This three-channel video work is built around an NPC dialogue system generated inside a game engine. It creates a closed and highly programmed worldview described as a Republic. The work does not rely on story development or dramatic events. It instead uses very long and hard-to-read NPC texts as its main narrative tool. The act of viewing becomes an experience of time being occupied by a system. The viewer is not asked to understand. The viewer is required to stay, wait, and endure a constant flow of information. This situation mirrors a player character trapped in a dialogue state by the game itself.
On the central screen, the NPC appears wearing a Chinese police uniform. He acts as a representative of the Republic and as an interpreter of its ideology. His language remains calm and internally consistent. It avoids direct violence and emotional threat. Through repeated use of terms such as progress, collaboration, future, and rational planning, he performs a slow and systematic purification of family, bloodline, instinct, and personal desire. This extended and controlled form of persuasion presents power as logical, self-justifying, and beyond question.
The left screen shows an NPC made of four dolphins wearing police hats. They rotate endlessly in mid-air. Through rhythm, formation, and repeated speech, they function as a moving disciplinary system. Rotation works both as visual motion and as a psychological adjustment. Rhythm reshapes the individual. Repetition reduces difference. Order appears natural and is framed as safety.

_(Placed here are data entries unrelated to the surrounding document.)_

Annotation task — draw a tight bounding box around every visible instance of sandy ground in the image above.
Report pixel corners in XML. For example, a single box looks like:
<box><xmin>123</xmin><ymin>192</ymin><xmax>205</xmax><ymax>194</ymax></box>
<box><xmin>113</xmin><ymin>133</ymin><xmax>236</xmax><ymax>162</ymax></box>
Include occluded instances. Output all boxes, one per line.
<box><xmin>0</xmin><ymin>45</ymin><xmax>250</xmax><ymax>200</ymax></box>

On the right screen, the NPC takes the form of an inflatable Big Cat toy. It combines features of toys, teaching tools, and surveillance devices. It speaks in a soft and playful tone. It scans, measures, and sorts emotional and memory traces in child viewers. Attachments to bloodline, private ownership, and heroic fantasy are converted into measurable residue values. These values are overwritten through nursery songs, shared rhythm, and positive feedback. By shifting ideological force into early childhood, the work shows how control can appear gentle and harmless while still being deeply effective.
The three screens form a single system rather than a simple comparison. Each screen targets a different level of control. Language addresses rational thought. Rhythm shapes the body. Emotional calibration works at a subconscious level. Together, they describe a form of power that does not depend on clear acts of violence. This power works slowly. It shapes the player over time through calm, continuous, and procedural processes of purification.